I love DC. The monuments, the sites, the history and the changing of the seasons (which doesn’t happen in Puerto Rico). I also love how DC is such a metropolitan city without being as crazy and overwhelming as New York. However, there is one thing that I don’t I like about DC: The food.
I am a devoted foodie. Growing up Latina made food a huge part of my life. Everything is celebrated around food (and coffee maybe). Also, restaurants back home are diverse in both type of food and price range. You can get a great plate of food for any price and you can satisfy your craving for any kind of food–Latin, Mexican, Indian, American, Greek, etc.—all of them, of course, with a Puerto Rican twist.
After growing up foodie and then traveling all around the world and savoring the most amazing food many countries have to offer, I have a demanding palate. DC just doesn’t fulfill my needs in that sense. Not to say that there are no good restaurants. There are plenty and you can find them by looking for at the $50 plus price range in OpenTable.com. (Although another big turn off is that there are no truly good Latin food restaurants.)
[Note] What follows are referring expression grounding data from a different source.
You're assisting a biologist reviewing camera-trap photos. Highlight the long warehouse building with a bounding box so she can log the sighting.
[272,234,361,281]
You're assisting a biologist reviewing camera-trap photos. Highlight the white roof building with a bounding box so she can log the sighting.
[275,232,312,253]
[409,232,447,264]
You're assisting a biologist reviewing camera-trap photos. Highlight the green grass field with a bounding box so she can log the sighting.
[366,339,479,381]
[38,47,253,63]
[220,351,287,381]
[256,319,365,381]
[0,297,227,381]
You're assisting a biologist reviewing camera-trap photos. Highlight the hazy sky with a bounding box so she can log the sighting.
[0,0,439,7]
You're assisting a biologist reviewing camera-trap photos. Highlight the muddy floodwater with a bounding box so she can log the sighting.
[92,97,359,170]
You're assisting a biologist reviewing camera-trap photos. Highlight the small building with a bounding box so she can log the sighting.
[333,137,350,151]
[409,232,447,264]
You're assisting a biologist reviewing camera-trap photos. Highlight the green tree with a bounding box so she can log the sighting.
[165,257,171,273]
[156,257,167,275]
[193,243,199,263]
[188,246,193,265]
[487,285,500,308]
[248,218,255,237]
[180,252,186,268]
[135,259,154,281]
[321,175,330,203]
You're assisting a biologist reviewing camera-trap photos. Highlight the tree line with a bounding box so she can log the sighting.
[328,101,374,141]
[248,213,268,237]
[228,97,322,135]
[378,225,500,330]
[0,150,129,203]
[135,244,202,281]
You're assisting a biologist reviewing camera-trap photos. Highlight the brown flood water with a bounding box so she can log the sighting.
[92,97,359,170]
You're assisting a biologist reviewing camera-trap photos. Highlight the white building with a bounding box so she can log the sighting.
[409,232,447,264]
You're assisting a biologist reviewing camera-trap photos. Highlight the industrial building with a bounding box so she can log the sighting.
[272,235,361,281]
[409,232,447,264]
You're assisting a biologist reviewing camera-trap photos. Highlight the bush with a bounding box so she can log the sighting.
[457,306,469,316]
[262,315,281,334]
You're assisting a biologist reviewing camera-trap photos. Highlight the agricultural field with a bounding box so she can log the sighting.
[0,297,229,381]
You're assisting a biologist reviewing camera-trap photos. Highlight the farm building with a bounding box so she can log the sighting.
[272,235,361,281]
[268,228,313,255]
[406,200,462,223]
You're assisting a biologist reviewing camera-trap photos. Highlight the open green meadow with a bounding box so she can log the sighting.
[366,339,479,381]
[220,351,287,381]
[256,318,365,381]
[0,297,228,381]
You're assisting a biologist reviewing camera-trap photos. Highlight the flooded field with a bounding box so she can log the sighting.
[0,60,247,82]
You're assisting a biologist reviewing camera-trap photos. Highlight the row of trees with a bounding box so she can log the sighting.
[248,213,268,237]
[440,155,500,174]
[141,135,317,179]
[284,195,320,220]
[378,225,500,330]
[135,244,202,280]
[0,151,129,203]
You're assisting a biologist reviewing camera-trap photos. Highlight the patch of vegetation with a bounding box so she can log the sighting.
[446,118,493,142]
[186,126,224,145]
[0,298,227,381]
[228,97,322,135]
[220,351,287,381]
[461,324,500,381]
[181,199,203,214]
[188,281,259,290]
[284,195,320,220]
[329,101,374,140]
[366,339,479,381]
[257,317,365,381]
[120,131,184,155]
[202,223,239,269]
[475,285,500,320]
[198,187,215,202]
It‘s not my intention to be a ‘hater’, I’m just calling it as I see it. Whenever I go to NY or Miami or even home, I have a dozen recommended restaurants that I want to try and a dozen more that I want to go back to. I look forward to trips and planning brunch, lunch and dinner outings. One time my best friend and I tried six restaurants in two days because that was all the time we had in NYC and we just HAD to do it.
Living in DC, I just don’t crave going back to the restaurants in the area and the few that I do make me break the bank every time I go (see: Oya, The Capital Grille, Teatro Goldoni). That doesn’t mean that all the rest suck, it’s just that I feel that the food is usually pretty bland. The most enjoyable culinary experience I’ve had recently is the Truckeroo— those food trucks sure know how to cook. How can a truck with such limited kitchen space and resources be more enjoyable than a $150 fixed menu in Citronelle?
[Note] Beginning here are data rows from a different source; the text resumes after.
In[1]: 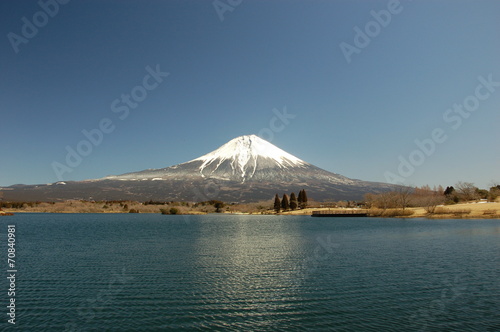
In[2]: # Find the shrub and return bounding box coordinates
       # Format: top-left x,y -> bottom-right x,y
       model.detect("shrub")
161,208 -> 180,215
368,208 -> 384,217
434,207 -> 451,214
368,208 -> 414,217
129,209 -> 139,213
383,209 -> 414,217
452,209 -> 471,216
214,202 -> 224,213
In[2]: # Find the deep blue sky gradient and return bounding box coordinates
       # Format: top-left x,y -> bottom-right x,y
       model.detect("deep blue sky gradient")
1,0 -> 499,189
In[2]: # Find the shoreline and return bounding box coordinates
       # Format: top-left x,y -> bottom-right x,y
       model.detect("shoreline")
3,212 -> 499,220
3,201 -> 499,219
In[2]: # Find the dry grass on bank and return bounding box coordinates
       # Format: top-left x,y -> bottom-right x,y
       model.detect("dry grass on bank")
423,202 -> 500,219
281,202 -> 500,219
3,200 -> 500,219
381,202 -> 500,219
3,200 -> 206,214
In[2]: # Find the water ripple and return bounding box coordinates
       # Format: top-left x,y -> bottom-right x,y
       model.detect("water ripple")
3,214 -> 499,331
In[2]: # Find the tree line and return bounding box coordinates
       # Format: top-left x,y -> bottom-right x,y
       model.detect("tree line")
273,189 -> 308,213
364,182 -> 500,213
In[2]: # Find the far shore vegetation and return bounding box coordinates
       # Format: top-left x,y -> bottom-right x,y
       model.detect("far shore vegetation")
1,183 -> 500,219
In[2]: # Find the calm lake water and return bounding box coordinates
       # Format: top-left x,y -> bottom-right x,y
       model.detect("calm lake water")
1,214 -> 499,331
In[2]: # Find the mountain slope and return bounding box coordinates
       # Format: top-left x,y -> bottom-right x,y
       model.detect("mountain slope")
2,135 -> 396,202
103,135 -> 355,184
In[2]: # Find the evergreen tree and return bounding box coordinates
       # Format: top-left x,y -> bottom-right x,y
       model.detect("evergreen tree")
444,186 -> 455,196
300,189 -> 308,208
298,190 -> 303,207
214,201 -> 225,213
281,194 -> 290,211
290,192 -> 298,210
274,194 -> 281,213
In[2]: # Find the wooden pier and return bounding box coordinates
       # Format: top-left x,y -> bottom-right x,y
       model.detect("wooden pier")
311,210 -> 368,217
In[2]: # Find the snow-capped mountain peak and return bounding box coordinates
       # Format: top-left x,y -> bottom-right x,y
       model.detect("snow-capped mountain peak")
6,134 -> 397,202
102,134 -> 356,185
190,135 -> 307,181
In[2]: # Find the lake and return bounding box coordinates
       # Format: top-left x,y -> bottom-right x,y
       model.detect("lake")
2,213 -> 499,331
Now, in DC’s defense, a culture of enjoyable and diverse food is just starting. Over the years, I’ve seen how restaurants have become trendier, and dining experiences have become more sophisticated. I don’t know one person yet who doesn’t like to frequent Chef Jose Andres’ restaurants; Zaitinyas, Oyamel and Jaleo. They are the spot for us young professionals. Why? Because it’s good food at affordable prices, in a fun and sophisticated environment.
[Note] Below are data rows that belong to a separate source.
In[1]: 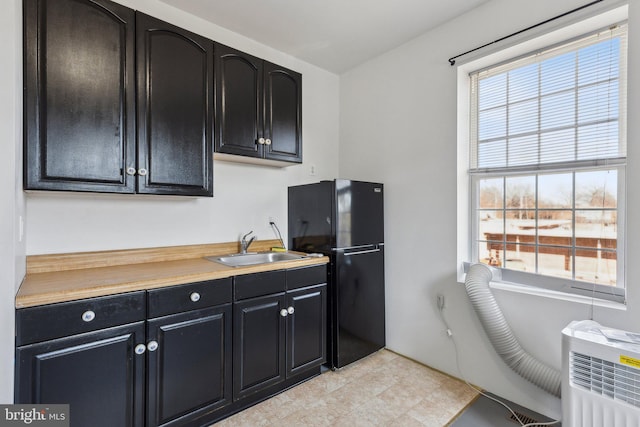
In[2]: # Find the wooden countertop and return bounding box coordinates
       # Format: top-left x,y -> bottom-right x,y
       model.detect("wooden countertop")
17,240 -> 329,308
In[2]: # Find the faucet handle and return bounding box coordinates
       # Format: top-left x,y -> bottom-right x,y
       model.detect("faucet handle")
241,231 -> 254,242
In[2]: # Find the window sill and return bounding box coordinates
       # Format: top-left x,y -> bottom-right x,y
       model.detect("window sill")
457,273 -> 627,311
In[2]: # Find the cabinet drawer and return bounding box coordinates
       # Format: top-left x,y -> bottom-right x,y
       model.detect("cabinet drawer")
147,278 -> 232,318
286,265 -> 327,290
16,291 -> 146,346
234,270 -> 286,300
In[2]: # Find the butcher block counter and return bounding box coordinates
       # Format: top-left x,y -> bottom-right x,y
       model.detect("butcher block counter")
16,239 -> 329,308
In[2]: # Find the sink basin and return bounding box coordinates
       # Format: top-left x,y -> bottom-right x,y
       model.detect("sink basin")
205,252 -> 306,267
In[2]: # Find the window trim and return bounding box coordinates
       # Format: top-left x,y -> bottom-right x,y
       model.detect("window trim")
456,5 -> 628,303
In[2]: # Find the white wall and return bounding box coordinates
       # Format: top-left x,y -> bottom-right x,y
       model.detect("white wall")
25,0 -> 340,255
0,0 -> 25,403
340,0 -> 638,419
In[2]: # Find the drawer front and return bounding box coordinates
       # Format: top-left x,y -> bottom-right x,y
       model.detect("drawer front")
16,291 -> 146,346
286,265 -> 327,290
234,270 -> 286,300
147,278 -> 232,318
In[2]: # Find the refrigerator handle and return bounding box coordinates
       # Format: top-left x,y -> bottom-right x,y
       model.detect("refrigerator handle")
343,248 -> 381,256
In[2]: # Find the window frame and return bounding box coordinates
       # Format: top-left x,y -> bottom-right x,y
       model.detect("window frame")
458,12 -> 628,304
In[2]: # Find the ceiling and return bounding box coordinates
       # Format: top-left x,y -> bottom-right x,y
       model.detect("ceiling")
160,0 -> 489,74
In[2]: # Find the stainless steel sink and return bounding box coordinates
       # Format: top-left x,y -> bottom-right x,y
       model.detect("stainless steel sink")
205,252 -> 306,267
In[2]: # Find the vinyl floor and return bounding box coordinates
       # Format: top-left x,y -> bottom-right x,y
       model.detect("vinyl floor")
213,349 -> 479,426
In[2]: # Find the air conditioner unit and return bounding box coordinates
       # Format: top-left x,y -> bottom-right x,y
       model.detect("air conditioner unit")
562,320 -> 640,427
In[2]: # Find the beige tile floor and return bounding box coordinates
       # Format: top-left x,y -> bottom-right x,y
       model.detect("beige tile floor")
214,349 -> 478,426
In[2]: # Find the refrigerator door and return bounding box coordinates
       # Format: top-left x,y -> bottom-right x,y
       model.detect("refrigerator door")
335,180 -> 384,249
333,245 -> 385,368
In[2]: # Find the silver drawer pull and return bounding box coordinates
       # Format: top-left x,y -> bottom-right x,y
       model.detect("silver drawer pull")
134,344 -> 146,355
147,341 -> 159,352
287,306 -> 295,315
81,310 -> 96,322
190,292 -> 201,302
280,309 -> 288,317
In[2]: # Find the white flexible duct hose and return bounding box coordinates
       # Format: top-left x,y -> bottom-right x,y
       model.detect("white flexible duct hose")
464,263 -> 561,397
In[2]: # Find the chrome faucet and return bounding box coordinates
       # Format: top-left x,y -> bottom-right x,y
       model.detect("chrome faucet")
240,231 -> 256,254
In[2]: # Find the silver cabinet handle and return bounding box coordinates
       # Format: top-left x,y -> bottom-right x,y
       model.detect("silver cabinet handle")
190,292 -> 201,302
280,309 -> 288,317
81,310 -> 95,322
287,306 -> 295,315
126,167 -> 137,176
258,138 -> 266,145
147,341 -> 159,352
135,344 -> 146,355
138,168 -> 148,176
265,138 -> 272,146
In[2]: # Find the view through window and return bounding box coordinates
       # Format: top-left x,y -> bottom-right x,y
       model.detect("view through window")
469,23 -> 627,298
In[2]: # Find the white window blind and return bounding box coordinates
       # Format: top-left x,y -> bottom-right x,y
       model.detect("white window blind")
470,24 -> 627,174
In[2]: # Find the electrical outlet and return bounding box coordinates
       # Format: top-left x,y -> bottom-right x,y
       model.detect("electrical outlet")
268,216 -> 276,225
437,294 -> 445,310
309,164 -> 316,176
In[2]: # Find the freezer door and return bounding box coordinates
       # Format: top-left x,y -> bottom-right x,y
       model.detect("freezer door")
335,180 -> 384,249
288,181 -> 334,253
333,245 -> 385,368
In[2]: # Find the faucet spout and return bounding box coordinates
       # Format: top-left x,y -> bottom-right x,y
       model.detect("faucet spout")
240,231 -> 256,254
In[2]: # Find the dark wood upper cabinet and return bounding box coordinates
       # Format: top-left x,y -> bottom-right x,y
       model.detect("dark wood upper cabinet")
136,13 -> 213,196
215,44 -> 302,164
23,0 -> 214,196
23,0 -> 136,193
263,62 -> 302,163
215,45 -> 263,159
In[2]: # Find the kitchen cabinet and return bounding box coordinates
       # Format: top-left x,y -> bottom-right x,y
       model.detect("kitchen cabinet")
135,13 -> 213,196
15,264 -> 326,426
23,0 -> 213,196
15,279 -> 233,427
215,44 -> 302,164
233,266 -> 326,400
285,266 -> 327,376
146,279 -> 232,427
23,0 -> 136,193
15,292 -> 147,427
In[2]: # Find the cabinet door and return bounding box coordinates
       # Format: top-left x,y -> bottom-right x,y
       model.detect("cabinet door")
263,62 -> 302,163
146,305 -> 232,427
214,44 -> 264,159
23,0 -> 136,193
15,322 -> 145,427
233,293 -> 286,400
136,13 -> 214,196
286,284 -> 327,377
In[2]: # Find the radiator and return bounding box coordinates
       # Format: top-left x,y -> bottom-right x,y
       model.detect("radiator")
562,320 -> 640,427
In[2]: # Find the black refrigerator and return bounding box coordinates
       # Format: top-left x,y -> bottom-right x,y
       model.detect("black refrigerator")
288,179 -> 385,369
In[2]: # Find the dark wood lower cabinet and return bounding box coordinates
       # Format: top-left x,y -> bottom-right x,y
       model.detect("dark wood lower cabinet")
15,266 -> 327,426
287,284 -> 327,377
233,293 -> 287,400
146,305 -> 232,427
233,281 -> 327,402
15,322 -> 146,427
With the city’s continued growth and expansion to previously ‘restricted areas’ such as Columbia Heights and The H St. Corridor in the NE, has come a new wave of restaurants and tapas bar that offer more variety. Along with these new developing areas, the culinary community is shifting to a more diverse and trendy one but it still has a long way to go.
I look forward to the time when DC compares to NYC or Miami when it comes to culinary offerings. In the meantime, I guess I should practice my cooking.